Loading native snappy in middleManager/peon

Hi all!

I’m trying to set up Druid with Hadoop 2.6.0 CDH 5.5.2. After wading through and working around various dependency issues, I’m hitting a wall. Our default compression codec is snappy. We force the Hadoop java processes to load the native snappy libraries by setting LD_LIBRARY_PATH=/usr/lib/hadoop/lib/native. I had gotten an error about not being able to load snappy in the middleManager earlier this week, but got around it by setting LD_LIBRARY_PATH in the middleManager’s environment. Now I’m to the point where an indexing task successfully completes a MapReduce job and writes out snappy files in /tmp/druid-indexing. The MapReduce job finishes fine. After it does, it looks like a Peon process attempts to read what was written. While doing so, I get a snappy loading error:

2016-05-20T20:35:27,591 INFO io.druid.indexer.DetermineHashedPartitionsJob: Job completed, loading up partitions for intervals[Optional.of([2015-09-01T00:00:00.000Z/2015-09-02T00:00:00.000Z])].
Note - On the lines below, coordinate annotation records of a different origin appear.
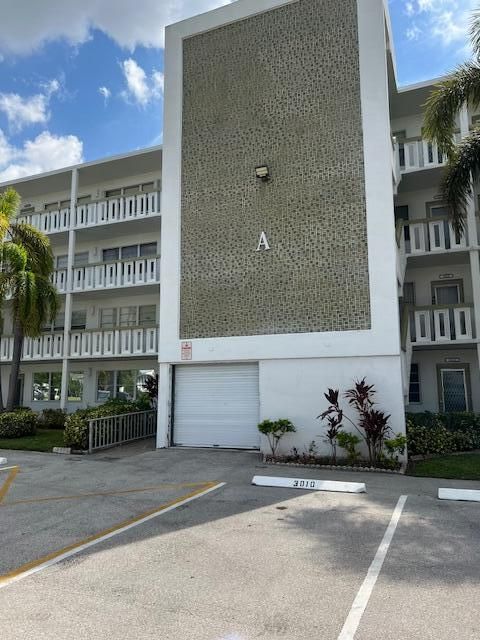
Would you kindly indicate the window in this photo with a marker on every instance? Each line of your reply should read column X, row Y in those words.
column 46, row 386
column 109, row 255
column 129, row 252
column 128, row 316
column 148, row 249
column 81, row 259
column 79, row 319
column 414, row 389
column 105, row 385
column 147, row 315
column 62, row 262
column 75, row 386
column 108, row 318
column 409, row 292
column 126, row 385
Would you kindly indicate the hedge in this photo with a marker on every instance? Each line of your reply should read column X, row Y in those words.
column 439, row 433
column 76, row 424
column 15, row 424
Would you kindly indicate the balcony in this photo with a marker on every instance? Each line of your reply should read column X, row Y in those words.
column 90, row 343
column 429, row 235
column 442, row 325
column 415, row 154
column 116, row 209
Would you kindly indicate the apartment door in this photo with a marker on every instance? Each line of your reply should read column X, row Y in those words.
column 453, row 388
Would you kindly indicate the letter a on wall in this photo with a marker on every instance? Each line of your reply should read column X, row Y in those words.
column 263, row 242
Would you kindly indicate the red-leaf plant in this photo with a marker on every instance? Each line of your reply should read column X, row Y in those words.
column 373, row 424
2016-05-20T20:35:27,643 ERROR io.druid.indexing.overlord.ThreadPoolTaskRunner: Exception while running task[HadoopIndexTask{id=index_hadoop_pageviews_2016-05-20T20:33:38.361Z, type=index_hadoop, dataSource=pageviews}]

java.lang.RuntimeException: java.lang.reflect.InvocationTargetException

at com.google.common.base.Throwables.propagate(Throwables.java:160) ~[guava-16.0.1.jar:?]
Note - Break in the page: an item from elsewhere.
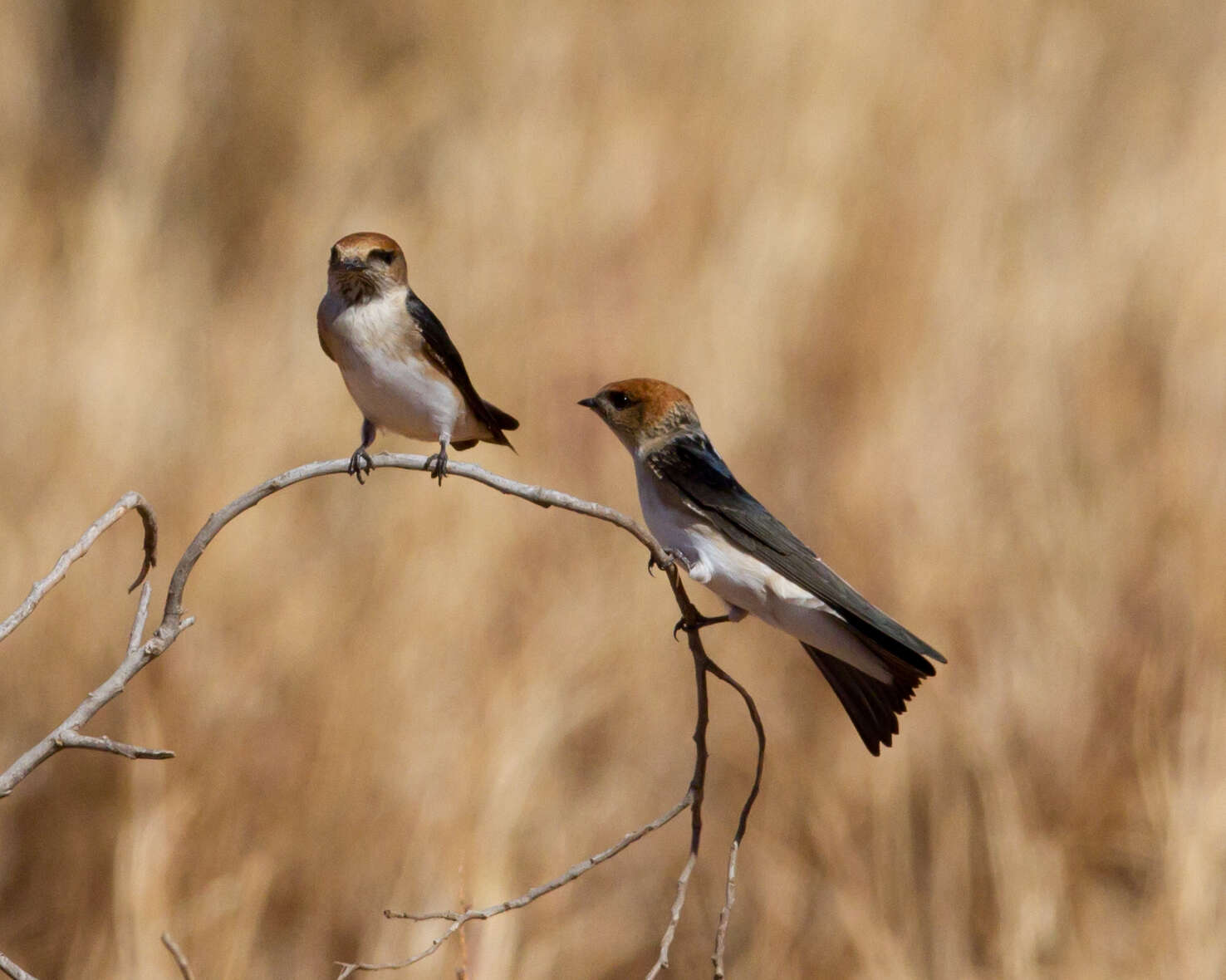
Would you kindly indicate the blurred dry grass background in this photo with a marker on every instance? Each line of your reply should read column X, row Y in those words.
column 945, row 283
at io.druid.indexing.common.task.HadoopTask.invokeForeignLoader(HadoopTask.java:160) ~[druid-indexing-service-0.9.0.jar:0.9.0]

at io.druid.indexing.common.task.HadoopIndexTask.run(HadoopIndexTask.java:175) ~[druid-indexing-service-0.9.0.jar:0.9.0]

at io.druid.indexing.overlord.ThreadPoolTaskRunner$ThreadPoolTaskRunnerCallable.call(ThreadPoolTaskRunner.java:338) [druid-indexing-service-0.9.0.jar:0.9.0]

at io.druid.indexing.overlord.ThreadPoolTaskRunner$ThreadPoolTaskRunnerCallable.call(ThreadPoolTaskRunner.java:318) [druid-indexing-service-0.9.0.jar:0.9.0]

at java.util.concurrent.FutureTask.run(FutureTask.java:262) [?:1.7.0_101]

at java.util.concurrent.ThreadPoolExecutor.runWorker(ThreadPoolExecutor.java:1145) [?:1.7.0_101]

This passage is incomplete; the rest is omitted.